After being thrown headfirst into all these tumultuous memories of Christopher, my walls were down, and this time I wasn’t prepared for the sadness that sliced straight through me. I attempted to steady my voice. “He was in remission for five years, but the cancer just recently came back.”
Aly sobered, and genuine sympathy edged the curve of her mouth. “Oh my God, I’m so sorry,” she murmured, and it didn’t hurt to hear her say it. Instead, I felt comforted.
“Me too,” I agreed, shaking my head as a saddened smile twisted up my mouth. “He’s the sweetest kid.”Well, he wasn’t so much a kid anymore. Really, he was almost a man, but it was hard to look at him that way when he was so frail. “I just keep praying for him, and I spend as much time with him as I can to keep his spirits up. He’s been pretty sick with the treatments, so he hasn’t been getting out of the house all that much lately.
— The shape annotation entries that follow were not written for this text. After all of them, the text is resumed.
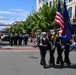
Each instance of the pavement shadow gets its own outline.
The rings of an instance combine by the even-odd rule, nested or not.
[[[55,65],[54,68],[56,68],[56,69],[63,69],[63,68],[76,69],[76,64],[72,63],[70,66],[65,64],[63,67],[61,67],[60,65]]]

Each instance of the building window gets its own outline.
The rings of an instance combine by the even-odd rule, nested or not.
[[[51,5],[52,5],[52,2],[50,1],[50,7],[51,7]]]
[[[69,2],[71,2],[72,0],[69,0]]]
[[[39,4],[41,3],[41,0],[39,0]]]
[[[76,5],[75,5],[75,17],[76,17]]]
[[[72,18],[72,7],[68,8],[68,12],[69,12],[69,17]]]

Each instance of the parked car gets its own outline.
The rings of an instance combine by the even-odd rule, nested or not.
[[[9,33],[3,33],[3,35],[1,36],[2,41],[9,41],[9,39],[10,39]]]

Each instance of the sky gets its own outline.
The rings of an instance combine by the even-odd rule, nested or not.
[[[25,20],[36,10],[36,0],[0,0],[0,24]],[[0,26],[0,30],[4,26]]]

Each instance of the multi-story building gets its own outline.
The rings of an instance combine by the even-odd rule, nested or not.
[[[36,0],[36,10],[39,11],[41,7],[48,3],[51,7],[56,0]],[[62,0],[63,1],[63,0]],[[70,20],[73,25],[73,32],[76,33],[76,0],[65,0],[69,12]]]

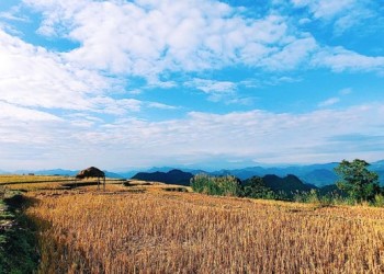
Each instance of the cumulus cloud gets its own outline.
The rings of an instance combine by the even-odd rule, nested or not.
[[[43,12],[41,27],[59,30],[80,43],[65,55],[68,60],[153,82],[165,71],[199,71],[234,64],[258,67],[270,55],[295,48],[285,48],[291,42],[285,41],[290,32],[284,18],[249,19],[240,9],[218,1],[24,2]],[[301,57],[295,54],[296,59]]]
[[[122,121],[79,135],[86,135],[87,140],[95,145],[106,142],[111,144],[109,147],[118,147],[121,151],[114,151],[121,159],[143,165],[153,162],[151,156],[159,161],[173,159],[195,163],[206,156],[222,160],[258,159],[261,162],[319,162],[350,156],[369,159],[382,151],[351,149],[350,144],[336,141],[332,137],[357,133],[380,136],[383,113],[384,106],[380,104],[298,115],[266,111],[224,115],[191,112],[182,119],[157,123]],[[114,138],[109,139],[109,136]],[[384,140],[377,139],[376,142],[383,144]],[[146,155],[148,159],[138,155]]]
[[[329,67],[336,72],[384,70],[384,56],[365,56],[343,47],[327,47],[319,50],[312,60],[315,66]]]
[[[295,8],[307,8],[309,15],[325,23],[334,23],[334,33],[342,34],[362,21],[377,16],[372,0],[291,0]]]
[[[319,107],[326,107],[326,106],[330,106],[330,105],[334,105],[336,103],[340,102],[340,99],[339,98],[330,98],[330,99],[327,99],[326,101],[323,101],[318,104]]]

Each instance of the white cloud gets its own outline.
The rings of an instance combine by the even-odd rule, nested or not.
[[[330,98],[324,102],[320,102],[318,104],[319,107],[326,107],[326,106],[330,106],[330,105],[334,105],[336,103],[339,103],[340,102],[340,99],[339,98]]]
[[[371,0],[291,0],[296,8],[307,8],[315,20],[334,23],[335,34],[342,34],[362,21],[376,16]]]
[[[377,71],[384,70],[383,56],[365,56],[343,47],[324,48],[312,60],[315,66],[329,67],[336,72],[351,71]]]
[[[179,109],[178,106],[162,104],[162,103],[158,103],[158,102],[148,102],[147,105],[148,105],[148,107],[154,107],[154,109],[159,109],[159,110],[177,110],[177,109]]]
[[[214,102],[235,96],[237,90],[237,84],[235,82],[200,78],[185,82],[184,85],[203,91],[204,93],[208,94],[208,99]]]
[[[340,95],[348,95],[352,93],[352,89],[351,88],[346,88],[339,91]]]
[[[24,2],[43,12],[45,34],[58,31],[81,44],[64,55],[68,60],[155,83],[167,71],[201,71],[234,64],[268,66],[262,61],[270,55],[294,50],[295,38],[285,41],[292,34],[284,18],[247,19],[241,9],[218,1]],[[306,52],[303,47],[300,45],[298,52]],[[294,55],[290,66],[305,57],[305,53]]]

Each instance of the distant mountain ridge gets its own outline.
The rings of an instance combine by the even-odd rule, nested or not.
[[[193,174],[190,172],[183,172],[181,170],[170,170],[168,172],[155,171],[155,172],[138,172],[132,179],[142,181],[154,181],[167,184],[180,184],[190,185],[190,181]]]
[[[330,162],[330,163],[317,163],[317,164],[308,164],[308,165],[289,165],[289,167],[248,167],[244,169],[226,169],[226,170],[218,170],[213,172],[206,172],[204,170],[194,170],[194,169],[187,169],[187,168],[178,168],[173,169],[171,167],[162,167],[162,168],[151,168],[149,170],[145,171],[126,171],[126,172],[109,172],[105,171],[105,174],[108,178],[114,178],[114,179],[123,179],[123,178],[132,178],[135,176],[137,173],[150,173],[150,172],[162,172],[168,173],[172,170],[179,170],[182,172],[191,173],[193,175],[197,173],[207,173],[211,175],[234,175],[239,178],[240,180],[246,180],[251,176],[264,176],[268,174],[274,174],[281,178],[284,178],[289,174],[293,174],[297,176],[301,181],[303,181],[306,184],[313,184],[317,187],[324,186],[324,185],[331,185],[335,184],[335,182],[338,180],[337,174],[335,173],[334,169],[338,165],[338,162]],[[380,175],[380,183],[382,186],[384,186],[384,160],[372,162],[370,165],[370,170],[377,172]],[[7,172],[1,171],[1,173],[16,173],[16,174],[27,174],[27,173],[34,173],[34,174],[45,174],[45,175],[75,175],[78,173],[78,171],[72,170],[64,170],[64,169],[53,169],[53,170],[42,170],[42,171],[16,171],[16,172]],[[165,179],[169,180],[169,179]],[[173,182],[176,179],[172,179]]]

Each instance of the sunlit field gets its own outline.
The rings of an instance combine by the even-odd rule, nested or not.
[[[41,273],[384,272],[383,208],[213,197],[146,183],[26,195],[41,231]]]
[[[91,180],[68,187],[63,178],[19,179],[5,186],[31,202],[39,273],[384,272],[384,208],[215,197],[137,181],[109,181],[102,191]]]

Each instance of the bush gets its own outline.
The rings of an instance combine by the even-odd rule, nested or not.
[[[208,195],[238,196],[240,194],[240,182],[231,175],[197,174],[191,179],[191,186],[194,192]]]
[[[262,178],[252,176],[244,182],[241,196],[250,198],[276,199],[274,192],[264,185]]]

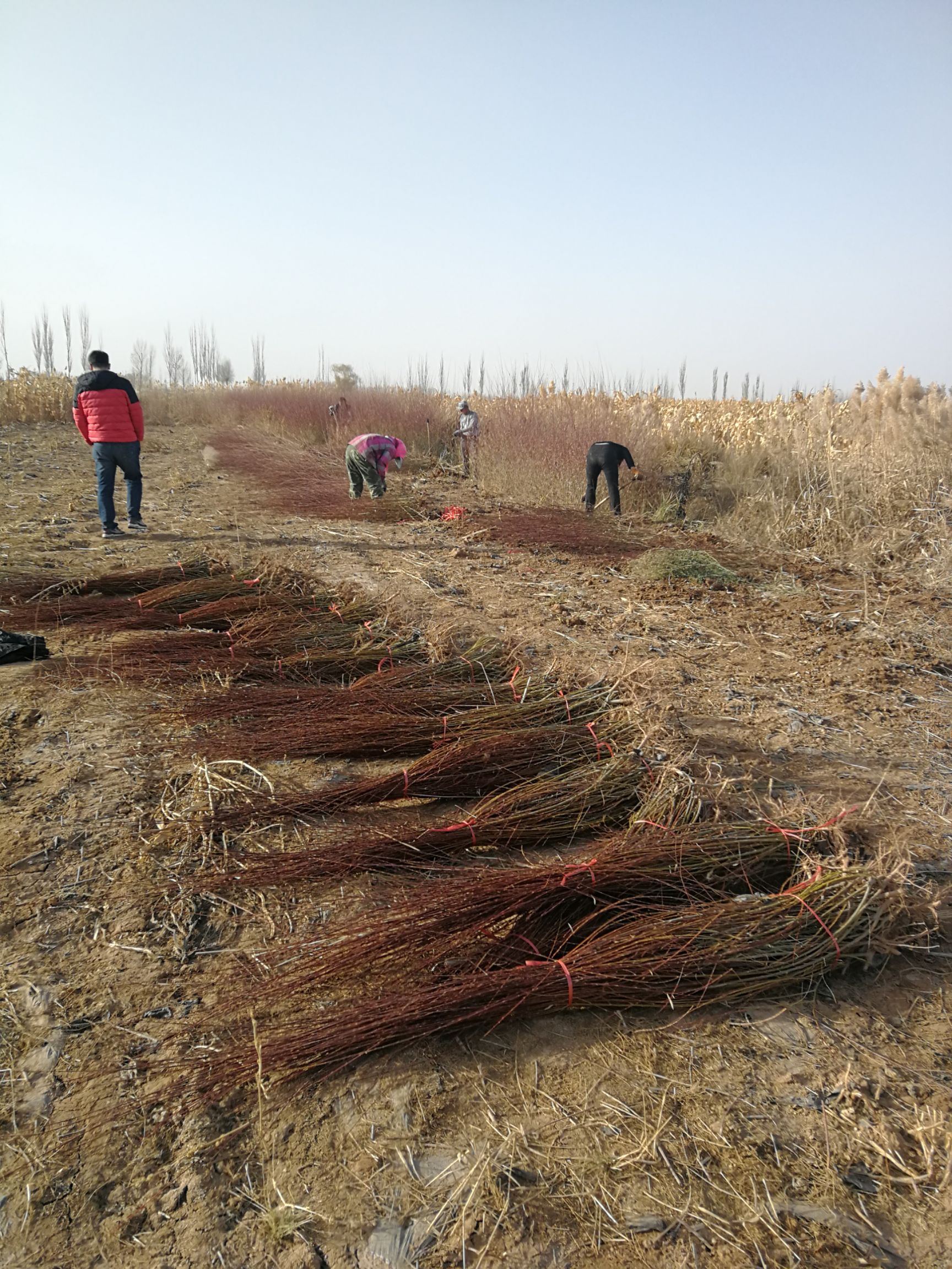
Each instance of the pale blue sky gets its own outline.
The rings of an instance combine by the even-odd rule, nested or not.
[[[952,379],[949,0],[0,0],[0,117],[15,364]]]

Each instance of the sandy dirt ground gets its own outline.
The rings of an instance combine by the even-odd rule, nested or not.
[[[605,518],[614,560],[499,543],[473,491],[439,472],[391,483],[466,505],[462,524],[291,518],[208,440],[149,430],[152,532],[104,542],[75,430],[0,431],[0,569],[53,579],[204,551],[357,586],[433,637],[503,640],[526,674],[617,683],[646,750],[725,805],[781,821],[857,806],[876,849],[947,879],[948,594],[710,536],[749,584],[637,582],[640,546],[699,536]],[[57,659],[108,651],[38,633]],[[217,1122],[145,1117],[141,1063],[187,1029],[215,1043],[239,953],[334,907],[333,892],[267,897],[184,940],[161,916],[156,807],[190,763],[171,706],[157,688],[0,666],[0,1265],[952,1264],[942,945],[809,999],[566,1013],[267,1103],[242,1094]],[[303,769],[267,772],[281,788]]]

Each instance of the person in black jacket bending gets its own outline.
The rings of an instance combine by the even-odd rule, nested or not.
[[[622,514],[622,499],[618,492],[619,463],[628,464],[628,467],[635,472],[635,480],[637,480],[641,475],[637,467],[635,467],[635,459],[631,457],[625,445],[619,445],[614,440],[597,440],[589,449],[585,456],[585,496],[583,499],[586,511],[592,513],[595,510],[595,489],[598,486],[598,477],[600,473],[604,473],[612,510],[616,515]]]

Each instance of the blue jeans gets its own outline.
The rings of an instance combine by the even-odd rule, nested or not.
[[[96,440],[93,445],[93,462],[96,468],[96,496],[99,499],[99,519],[104,529],[116,528],[116,468],[126,477],[126,510],[131,520],[137,520],[142,506],[142,472],[138,467],[137,440]]]

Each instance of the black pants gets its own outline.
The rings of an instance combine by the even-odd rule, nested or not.
[[[599,475],[604,475],[608,486],[608,499],[616,515],[622,514],[622,496],[618,492],[618,457],[613,445],[597,442],[585,456],[585,510],[595,506],[595,490]]]

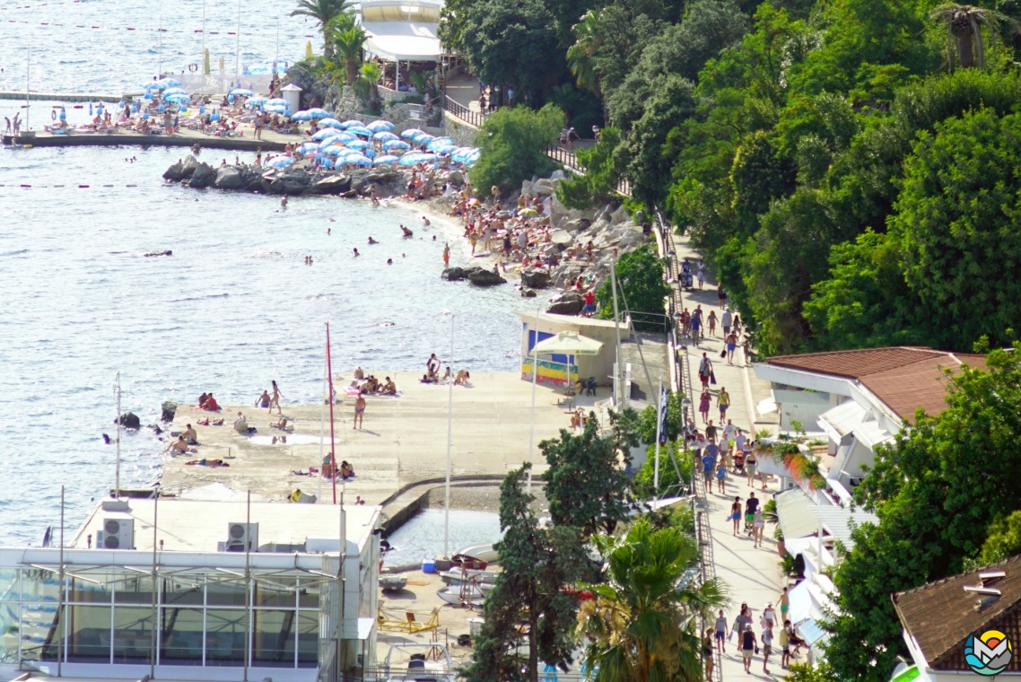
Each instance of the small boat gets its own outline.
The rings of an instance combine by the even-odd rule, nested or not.
[[[385,592],[399,592],[407,587],[407,576],[380,576],[380,587]]]
[[[488,591],[488,590],[487,590]],[[458,587],[444,587],[436,591],[436,595],[454,606],[472,605],[481,606],[486,602],[483,590],[478,585],[460,585]],[[463,596],[464,595],[464,596]]]
[[[498,575],[500,575],[498,571],[443,571],[440,573],[440,580],[447,585],[460,585],[466,582],[492,585]]]
[[[486,562],[487,564],[495,564],[500,559],[499,553],[493,549],[492,542],[478,542],[476,544],[470,544],[467,547],[461,547],[454,554],[454,559],[456,559],[460,554]]]

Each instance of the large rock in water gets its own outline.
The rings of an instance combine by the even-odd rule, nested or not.
[[[522,271],[521,283],[531,289],[545,289],[549,286],[549,273],[544,270]]]
[[[479,266],[469,267],[466,272],[468,280],[477,287],[491,287],[494,284],[504,284],[506,280],[491,270],[484,270]]]
[[[440,277],[447,282],[460,282],[468,277],[468,273],[464,267],[444,267]]]
[[[216,172],[216,180],[213,183],[220,190],[240,189],[244,184],[244,176],[241,168],[236,165],[225,165]]]
[[[180,182],[185,177],[184,167],[185,164],[180,161],[171,164],[171,167],[163,172],[163,180],[169,180],[175,183]]]
[[[567,291],[560,298],[549,304],[546,308],[546,312],[553,312],[555,314],[578,314],[585,307],[585,299],[582,295],[574,292]]]
[[[125,412],[120,416],[119,420],[113,420],[113,423],[116,424],[118,421],[120,422],[120,426],[126,429],[139,429],[142,427],[142,420],[138,419],[138,415],[135,412]]]
[[[202,189],[211,186],[214,182],[216,182],[216,172],[208,163],[202,162],[198,164],[195,173],[192,174],[191,179],[188,181],[188,187]]]

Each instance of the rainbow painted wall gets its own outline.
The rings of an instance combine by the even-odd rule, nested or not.
[[[571,376],[568,376],[568,370]],[[526,357],[521,363],[521,378],[525,381],[532,381],[532,358]],[[552,362],[539,358],[539,376],[535,383],[547,386],[573,386],[578,381],[578,366],[572,364],[570,368],[563,362]]]

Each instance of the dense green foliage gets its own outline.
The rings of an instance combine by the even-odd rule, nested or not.
[[[493,185],[513,191],[534,175],[549,175],[556,164],[546,156],[546,148],[556,142],[563,127],[563,112],[550,104],[538,111],[517,106],[494,112],[476,139],[482,153],[472,167],[472,184],[486,196]]]
[[[605,582],[587,585],[595,599],[578,613],[594,682],[702,679],[699,617],[727,602],[717,579],[678,583],[698,566],[699,547],[674,527],[645,519],[622,537],[598,535]]]
[[[537,682],[540,661],[565,669],[571,663],[578,604],[563,590],[584,577],[588,558],[578,529],[539,526],[531,508],[535,497],[525,492],[529,468],[510,472],[500,484],[503,539],[496,549],[503,570],[486,597],[473,661],[461,671],[473,682]]]
[[[622,253],[617,260],[617,308],[629,310],[637,329],[663,330],[663,299],[670,287],[663,281],[663,261],[649,246]],[[614,319],[613,283],[607,277],[595,296],[598,316]]]
[[[990,474],[989,462],[996,472],[1021,466],[1018,351],[993,350],[988,371],[949,379],[947,408],[879,447],[855,490],[879,524],[854,531],[834,576],[840,614],[827,624],[827,655],[840,679],[885,682],[905,652],[891,592],[959,573],[984,552],[1017,550],[1017,517],[1009,515],[1021,508],[1021,479]]]

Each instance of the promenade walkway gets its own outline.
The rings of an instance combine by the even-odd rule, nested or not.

I couldn’t imagine having to go through my junior year of high school on-line, but he doesn’t complain.”
Stewart was now seventeen, the youngest in our family. My brother, Sean, was two years younger than me, in the same grade as Aly had been, and my sister Stephanie was nineteen. My parents had us in quick succession, and had had some kind of overindulgent love fest with our names since theirs’ were Sally and Stephen. It used to bother me when I was young.